DescriptionEbon Fisher's Ecosocial Confluxes and Media Organisms, Williamsburg, Brooklyn, 1988-1998.jpg
English: These are diagrams of ecosocial systems that Ebon Fisher cultivated in Williamsburg, Brooklyn in the 1990s with his systems theater company, Nerve Circle. These “media organisms” as Fisher called them, were just a few of the media sharing rituals Fisher cultivated in Williamsburg at that time. Other systems included The Weird Thing Zone, The Slurm, Endless Tissue and Heat-Seeking Psycho-Suctions. Fisher was one of the leading figures in the Brooklyn Immersionist arts movement in Williamsburg that catalyzed a renaissance throughout the borough of Brooklyn. Fisher's diagrams of ecosocial gatherings led to his Zoacodes which map out network ethics systems.

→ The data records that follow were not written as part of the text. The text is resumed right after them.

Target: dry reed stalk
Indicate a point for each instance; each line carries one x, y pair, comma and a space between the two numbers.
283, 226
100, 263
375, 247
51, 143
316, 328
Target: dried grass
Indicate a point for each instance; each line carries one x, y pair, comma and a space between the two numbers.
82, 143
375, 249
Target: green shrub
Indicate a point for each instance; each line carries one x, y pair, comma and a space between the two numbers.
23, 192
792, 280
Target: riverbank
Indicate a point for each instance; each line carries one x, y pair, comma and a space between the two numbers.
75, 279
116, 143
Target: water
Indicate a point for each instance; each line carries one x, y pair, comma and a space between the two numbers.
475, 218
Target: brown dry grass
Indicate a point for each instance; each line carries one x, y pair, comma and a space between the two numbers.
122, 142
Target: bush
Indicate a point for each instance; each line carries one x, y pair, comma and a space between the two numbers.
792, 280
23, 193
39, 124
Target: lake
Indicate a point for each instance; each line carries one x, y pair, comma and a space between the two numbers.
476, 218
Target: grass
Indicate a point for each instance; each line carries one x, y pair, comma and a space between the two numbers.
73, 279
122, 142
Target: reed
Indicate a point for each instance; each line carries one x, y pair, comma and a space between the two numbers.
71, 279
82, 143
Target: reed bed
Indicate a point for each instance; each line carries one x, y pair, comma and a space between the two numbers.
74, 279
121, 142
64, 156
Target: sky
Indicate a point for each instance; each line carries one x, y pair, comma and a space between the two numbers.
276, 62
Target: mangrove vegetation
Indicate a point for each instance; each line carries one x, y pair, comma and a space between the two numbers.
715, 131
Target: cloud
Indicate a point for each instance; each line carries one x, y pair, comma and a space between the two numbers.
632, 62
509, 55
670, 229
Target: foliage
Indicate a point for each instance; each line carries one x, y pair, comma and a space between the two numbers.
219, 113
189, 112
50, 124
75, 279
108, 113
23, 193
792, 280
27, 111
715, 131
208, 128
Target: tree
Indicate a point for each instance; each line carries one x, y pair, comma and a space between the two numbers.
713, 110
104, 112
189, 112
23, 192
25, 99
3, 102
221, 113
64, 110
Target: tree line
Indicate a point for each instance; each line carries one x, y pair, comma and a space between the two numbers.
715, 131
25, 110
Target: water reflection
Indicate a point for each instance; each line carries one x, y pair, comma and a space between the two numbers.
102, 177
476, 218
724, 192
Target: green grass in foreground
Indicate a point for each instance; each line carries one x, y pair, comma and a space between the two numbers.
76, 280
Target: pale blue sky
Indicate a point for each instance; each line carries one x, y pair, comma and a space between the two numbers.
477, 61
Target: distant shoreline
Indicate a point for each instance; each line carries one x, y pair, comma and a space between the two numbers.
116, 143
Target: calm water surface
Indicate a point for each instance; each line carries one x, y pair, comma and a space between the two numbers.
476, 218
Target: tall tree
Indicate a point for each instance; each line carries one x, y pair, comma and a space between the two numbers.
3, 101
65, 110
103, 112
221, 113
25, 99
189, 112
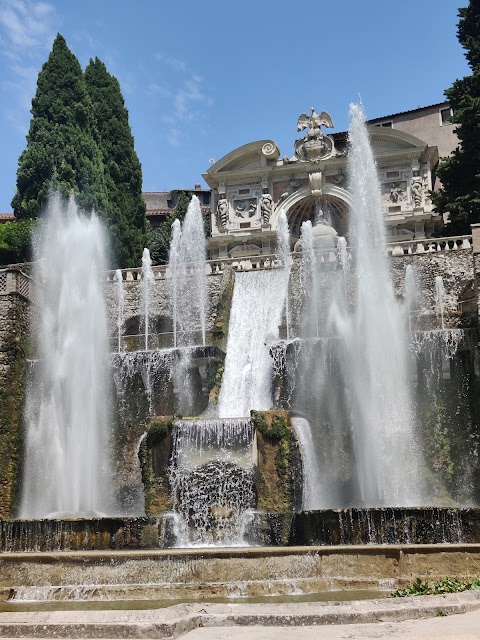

The biomorphic nature of the conflux diagrams – and later the Zoacodes – was intended to appeal to living recipients of the forms and contribute to an extended biological system that moves from street to media to minds and back again. Much of this interdisciplinary work was informed by Fisher’s holistic Quaker culture which valued opening one’s mind to both nature and community, and the research and teaching he did on emergent information systems at MIT’s Media Lab at its inception in the 1980s. Although they have entered museums and art history books, Nerve Circle’s confluxes and media rituals lend themselves to a post-art, and post-Anthropocene culture of vital systems cultivation.